A comprehensive study of the immune signature of MPM may contribute to understanding the immune-evasion mechanisms related to tumor growth, concurring to differential diagnosis and prognostic stratification.

Using multiparametric flow cytometry, Salaroglio et al. [109], analyzed simultaneously immune infiltrate of either pleural fluid and biopsy specimens of pleural tissue from 275 patients with pleural effusion of unknown cause. So, they described an immune signature discriminating MPM from pleuritis and from pleural metastases, identifying higher CD8 T cells and Treg cells within pleural fluid as specific biomarkers of MPM. The immune phenotype of pleural fluid cells had no prognostic significance, whereas expression of programmed death 1 (PD-1), lymphocyte activating 3 (LAG-3), and T cell immunoglobulin and mucin domain 3 (TIM-3) in tumor-infiltrating lymphocytes (TILs), but not in T cells in pleural effusion, correlated with lower OS [109].

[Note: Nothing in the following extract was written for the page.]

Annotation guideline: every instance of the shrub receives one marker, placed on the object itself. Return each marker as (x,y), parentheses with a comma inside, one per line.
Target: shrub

MPM is a challenging malignancy to treat as early diagnosis is difficult and effective treatments are lacking. Recently, The Cancer Genome Atlas (TCGA) Research Network conducted a comprehensive integrated genomic study of MPM. A novel subtype characterized by extensive loss of heterozygosity, expression of the immune checkpoint regulator V-domain Ig suppressor of T cell activation (VISTA) and a comprehensive analysis of BAP1 mutations emerged as key findings [12].

Disappointingly, the deeper knowledge of MPM biology has not yet translated into the validation of non-invasive biomarkers that can assist in diagnosis (identifying patients with all subtypes of MPM and predicting its development in asbestos-exposed subjects), definition of prognosis and monitor treatments response. The search for circulating biomarkers has been ongoing from 1990s. As several candidates have been investigated only mesothelin obtained FDA approval, but its poor sensitivity limits the utility as diagnostic marker. OPN is a marker of the duration of asbestos exposure and has a potential prognostic role but lacks specificity for MPM. Other studies have shown promising results for HMGB1 (and its hyperacetylated form) and CD138 but their diagnostic role require further validation. A variety of deregulated miRNAs, as well as different new approaches based on proteomics technology, have been proposed as suitable biomarkers and are currently under investigation. Despite technical challenges, also exosomes provide a novel means of uncovering biomarkers in MPM.

As clearly emerges from this work, and from reviews published elsewhere [110–113], none of single biomarkers has ever reached adequate accuracy as to ensure its use in clinical practice. Since MPM is an extremely heterogeneous tumor, also combination of different markers together could contribute to improve diagnostic accuracy. On the other hand, clinical utility of biomarkers is dependent on how they modify subsequent clinical decisions and influence outcomes. At moment, no evidence suggests that early detection of MPM can improve survival and none of these biomarkers is recommended for screening.

More of biomarkers were studied retrospectively in small cohorts of patients, whereas analytical and pre-analytical heterogeneity affect strength of conclusions. Improvement of diagnostic accuracy, standardization of the different assays for reproducibility, choice of appropriate cut-off for each biomarker represent the main critical issues to ensure translation to daily clinical practice. Broad application of a next generation of high-performance technologies based on machine learning algorithms is expected to have a significant impact on the implementation of liquid biopsy [114]. Therefore, integration of multidisciplinary skills and increased international cooperation appears essential for improving validity of results and ensure translation to clinical practice.